Im Mai wurde das Berliner Payment-Startup Orderbird für viel Geld verkauft. Angefangen hatte alles vor gut zehn Jahren – mit genau diesem Pitchdeck.

Mitgründer sowie CSO Jakob Schreyer bleibt auch nach dem Exit im Managementteam seines Startups Orderbird.

Mitgründer sowie CSO Jakob Schreyer bleibt auch nach dem Exit im Managementteam seines Startups Orderbird.

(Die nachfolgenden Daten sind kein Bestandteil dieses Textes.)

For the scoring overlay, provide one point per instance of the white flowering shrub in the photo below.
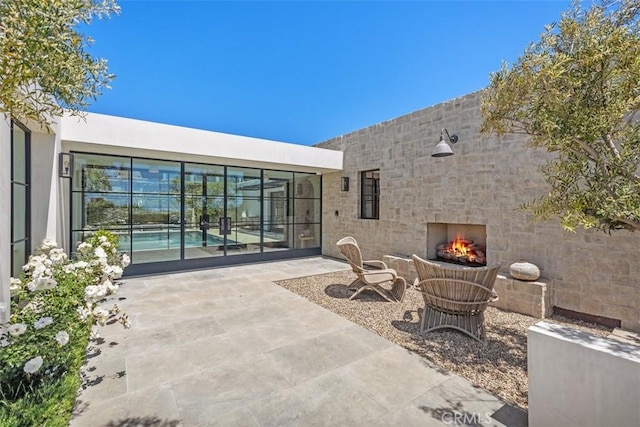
(56, 306)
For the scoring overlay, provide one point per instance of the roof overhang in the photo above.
(99, 133)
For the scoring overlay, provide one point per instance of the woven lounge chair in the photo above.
(455, 297)
(370, 279)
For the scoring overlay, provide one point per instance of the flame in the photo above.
(460, 248)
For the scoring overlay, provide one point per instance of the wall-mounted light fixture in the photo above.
(344, 184)
(65, 165)
(442, 149)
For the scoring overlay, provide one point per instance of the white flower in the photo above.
(42, 322)
(15, 285)
(93, 293)
(48, 244)
(42, 284)
(57, 255)
(114, 271)
(125, 260)
(62, 337)
(95, 333)
(83, 312)
(33, 365)
(84, 246)
(101, 316)
(17, 329)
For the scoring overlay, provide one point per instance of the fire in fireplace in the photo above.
(462, 251)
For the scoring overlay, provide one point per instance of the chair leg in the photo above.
(398, 289)
(355, 285)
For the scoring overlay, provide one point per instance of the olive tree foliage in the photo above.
(576, 93)
(44, 64)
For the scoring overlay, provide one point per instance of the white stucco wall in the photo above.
(100, 133)
(46, 200)
(579, 379)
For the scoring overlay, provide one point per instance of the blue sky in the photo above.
(304, 71)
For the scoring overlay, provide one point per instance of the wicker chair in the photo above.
(455, 297)
(368, 278)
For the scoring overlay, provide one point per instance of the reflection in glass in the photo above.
(244, 220)
(204, 209)
(164, 210)
(19, 212)
(19, 255)
(155, 210)
(277, 207)
(19, 161)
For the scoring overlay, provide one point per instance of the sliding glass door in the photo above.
(203, 211)
(172, 215)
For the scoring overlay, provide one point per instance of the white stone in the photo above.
(523, 270)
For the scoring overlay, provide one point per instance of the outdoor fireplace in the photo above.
(457, 243)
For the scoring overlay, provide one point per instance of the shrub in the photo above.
(56, 306)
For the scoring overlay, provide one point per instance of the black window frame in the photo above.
(27, 192)
(370, 194)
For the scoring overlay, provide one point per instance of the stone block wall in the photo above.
(531, 298)
(484, 182)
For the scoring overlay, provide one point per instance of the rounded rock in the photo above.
(523, 270)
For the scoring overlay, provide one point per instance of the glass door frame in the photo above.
(183, 263)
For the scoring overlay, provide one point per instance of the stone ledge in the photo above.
(530, 298)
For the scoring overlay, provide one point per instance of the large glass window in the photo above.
(243, 222)
(370, 194)
(277, 206)
(204, 210)
(307, 210)
(20, 197)
(174, 211)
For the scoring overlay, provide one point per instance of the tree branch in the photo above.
(607, 138)
(632, 225)
(592, 153)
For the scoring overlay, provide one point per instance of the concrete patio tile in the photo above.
(313, 357)
(393, 377)
(457, 395)
(195, 329)
(410, 415)
(153, 369)
(228, 347)
(149, 407)
(119, 341)
(214, 351)
(249, 317)
(103, 380)
(329, 400)
(237, 418)
(211, 393)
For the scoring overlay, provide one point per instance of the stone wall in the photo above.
(534, 299)
(485, 182)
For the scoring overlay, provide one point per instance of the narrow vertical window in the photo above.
(370, 194)
(20, 197)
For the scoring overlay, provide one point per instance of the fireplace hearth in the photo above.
(462, 251)
(463, 244)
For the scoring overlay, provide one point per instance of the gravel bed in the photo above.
(500, 366)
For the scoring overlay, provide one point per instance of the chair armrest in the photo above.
(378, 264)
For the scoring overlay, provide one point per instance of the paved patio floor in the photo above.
(227, 346)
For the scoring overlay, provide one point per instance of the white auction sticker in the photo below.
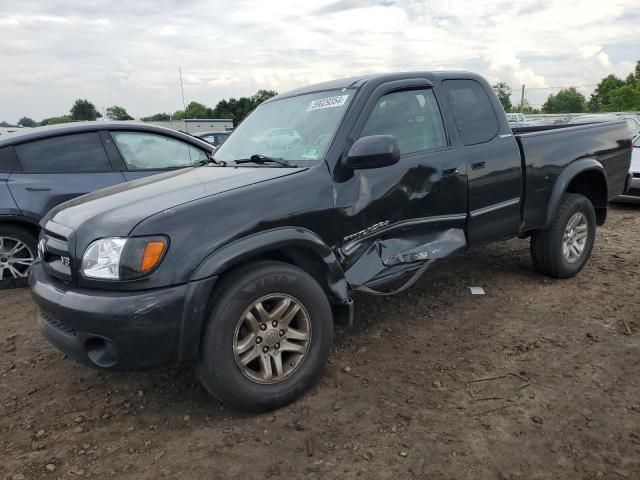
(328, 102)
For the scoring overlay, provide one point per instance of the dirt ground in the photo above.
(537, 379)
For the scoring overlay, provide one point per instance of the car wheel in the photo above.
(268, 336)
(562, 250)
(17, 254)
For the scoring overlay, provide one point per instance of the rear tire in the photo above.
(563, 249)
(17, 246)
(276, 318)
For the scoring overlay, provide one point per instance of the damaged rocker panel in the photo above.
(355, 240)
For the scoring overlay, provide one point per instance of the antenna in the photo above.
(184, 106)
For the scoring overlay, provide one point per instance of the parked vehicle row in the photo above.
(241, 267)
(43, 167)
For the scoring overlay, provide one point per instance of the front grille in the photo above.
(55, 254)
(59, 326)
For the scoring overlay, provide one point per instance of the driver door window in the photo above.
(412, 116)
(147, 151)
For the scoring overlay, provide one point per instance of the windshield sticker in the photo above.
(328, 102)
(311, 154)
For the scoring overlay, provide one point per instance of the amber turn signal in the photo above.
(152, 254)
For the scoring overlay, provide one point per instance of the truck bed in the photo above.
(545, 150)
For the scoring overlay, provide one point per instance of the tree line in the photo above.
(234, 108)
(612, 94)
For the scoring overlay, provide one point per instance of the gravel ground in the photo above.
(537, 379)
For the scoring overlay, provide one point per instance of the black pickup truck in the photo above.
(242, 267)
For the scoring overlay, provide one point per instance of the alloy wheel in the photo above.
(272, 338)
(16, 258)
(575, 237)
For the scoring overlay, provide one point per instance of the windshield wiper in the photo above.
(262, 159)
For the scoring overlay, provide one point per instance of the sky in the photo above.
(128, 53)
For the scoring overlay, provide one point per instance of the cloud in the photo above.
(56, 51)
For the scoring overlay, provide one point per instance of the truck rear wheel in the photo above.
(562, 250)
(268, 336)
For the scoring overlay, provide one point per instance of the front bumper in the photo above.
(121, 330)
(632, 193)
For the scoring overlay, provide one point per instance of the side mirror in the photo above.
(374, 151)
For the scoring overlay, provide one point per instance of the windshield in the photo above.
(296, 129)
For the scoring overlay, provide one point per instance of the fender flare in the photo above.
(563, 181)
(15, 218)
(274, 239)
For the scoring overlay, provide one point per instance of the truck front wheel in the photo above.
(562, 250)
(268, 336)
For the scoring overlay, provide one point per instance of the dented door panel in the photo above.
(402, 216)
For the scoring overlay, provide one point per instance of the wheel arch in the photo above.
(587, 177)
(297, 246)
(20, 221)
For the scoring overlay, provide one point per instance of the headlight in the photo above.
(118, 258)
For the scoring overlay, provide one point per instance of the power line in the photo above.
(568, 86)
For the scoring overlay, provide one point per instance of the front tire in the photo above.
(563, 249)
(268, 336)
(17, 254)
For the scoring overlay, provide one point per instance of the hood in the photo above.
(116, 210)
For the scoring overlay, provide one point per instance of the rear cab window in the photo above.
(472, 110)
(80, 152)
(8, 161)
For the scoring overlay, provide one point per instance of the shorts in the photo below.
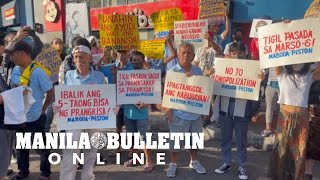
(119, 121)
(184, 126)
(140, 126)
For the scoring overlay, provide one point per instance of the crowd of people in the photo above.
(291, 95)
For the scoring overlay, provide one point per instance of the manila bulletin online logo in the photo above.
(109, 141)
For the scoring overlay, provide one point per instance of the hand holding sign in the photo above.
(56, 107)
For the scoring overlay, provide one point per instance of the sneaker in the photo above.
(198, 167)
(206, 123)
(222, 169)
(242, 173)
(216, 124)
(171, 172)
(308, 177)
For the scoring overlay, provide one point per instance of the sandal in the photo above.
(130, 163)
(266, 133)
(20, 175)
(148, 168)
(43, 178)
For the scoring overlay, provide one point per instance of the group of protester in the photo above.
(297, 86)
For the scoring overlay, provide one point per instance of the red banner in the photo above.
(143, 11)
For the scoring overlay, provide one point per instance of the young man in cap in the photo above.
(35, 76)
(82, 75)
(181, 121)
(110, 71)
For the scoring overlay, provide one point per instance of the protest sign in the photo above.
(314, 10)
(257, 23)
(289, 43)
(213, 10)
(86, 106)
(139, 86)
(50, 59)
(237, 78)
(163, 20)
(192, 32)
(191, 94)
(153, 48)
(119, 31)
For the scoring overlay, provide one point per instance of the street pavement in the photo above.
(210, 157)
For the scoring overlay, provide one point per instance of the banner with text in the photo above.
(86, 107)
(237, 78)
(191, 94)
(289, 43)
(192, 32)
(213, 10)
(119, 31)
(256, 24)
(153, 48)
(50, 59)
(163, 21)
(139, 85)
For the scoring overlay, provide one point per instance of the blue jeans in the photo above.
(240, 125)
(23, 154)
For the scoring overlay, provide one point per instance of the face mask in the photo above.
(238, 39)
(297, 67)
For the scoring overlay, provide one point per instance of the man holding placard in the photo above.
(181, 121)
(235, 114)
(83, 74)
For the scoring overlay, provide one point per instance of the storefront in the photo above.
(143, 11)
(16, 13)
(243, 11)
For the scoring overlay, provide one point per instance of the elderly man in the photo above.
(35, 76)
(181, 121)
(82, 75)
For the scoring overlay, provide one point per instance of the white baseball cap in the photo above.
(81, 48)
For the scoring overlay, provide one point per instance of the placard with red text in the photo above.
(191, 94)
(289, 43)
(139, 86)
(86, 106)
(192, 32)
(237, 78)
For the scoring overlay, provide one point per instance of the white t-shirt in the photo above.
(205, 57)
(226, 49)
(294, 89)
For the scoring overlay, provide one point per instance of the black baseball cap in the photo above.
(18, 46)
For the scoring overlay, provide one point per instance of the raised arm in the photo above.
(225, 32)
(173, 52)
(279, 70)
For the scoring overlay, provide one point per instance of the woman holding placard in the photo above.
(288, 156)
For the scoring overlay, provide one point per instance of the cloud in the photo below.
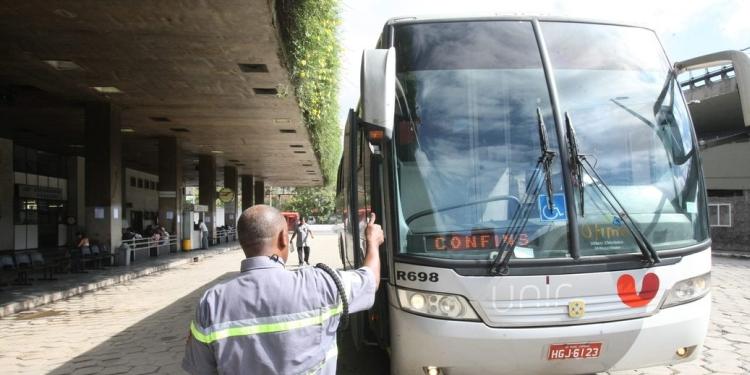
(364, 19)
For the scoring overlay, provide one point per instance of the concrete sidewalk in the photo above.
(16, 298)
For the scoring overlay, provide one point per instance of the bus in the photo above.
(540, 188)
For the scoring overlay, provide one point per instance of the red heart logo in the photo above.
(629, 296)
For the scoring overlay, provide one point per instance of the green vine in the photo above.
(312, 49)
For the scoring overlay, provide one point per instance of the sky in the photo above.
(687, 28)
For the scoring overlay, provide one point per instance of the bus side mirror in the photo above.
(378, 89)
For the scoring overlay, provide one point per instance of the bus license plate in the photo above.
(570, 351)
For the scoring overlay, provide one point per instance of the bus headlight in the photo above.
(440, 305)
(688, 290)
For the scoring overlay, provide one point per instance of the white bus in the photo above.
(541, 192)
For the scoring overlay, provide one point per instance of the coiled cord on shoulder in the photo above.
(344, 321)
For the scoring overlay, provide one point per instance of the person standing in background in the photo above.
(303, 235)
(204, 234)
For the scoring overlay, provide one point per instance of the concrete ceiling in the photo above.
(177, 65)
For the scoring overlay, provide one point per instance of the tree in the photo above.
(313, 201)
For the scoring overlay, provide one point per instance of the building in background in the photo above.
(717, 89)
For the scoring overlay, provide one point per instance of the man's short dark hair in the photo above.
(256, 226)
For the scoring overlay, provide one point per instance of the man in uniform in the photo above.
(272, 321)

Der Münchner Edelclub, das P1, war der erste Laden, der 2011 das Orderbird Kassensystem testete, damals das erste iPad-basierte Kassensystem für das Gastgewerbe. Kurz darauf folgte Orderbirds erste Finanzierungsrunde. Mit nicht viel mehr zwei Hand voll Testkunden und einem Pitchdeck überzeugte das Berliner Startup die ersten Investoren wie Carlo Koelzer, CEO von 360T AG, Thomas Hoffstiepel von matrix POS und Rado Pavlov vom MD P1 in München. Die legten mit ihrem Seed-Funding in Höhe von 500.000 Euro den Grundstein für viele weitere Investments in Millionenhöhe.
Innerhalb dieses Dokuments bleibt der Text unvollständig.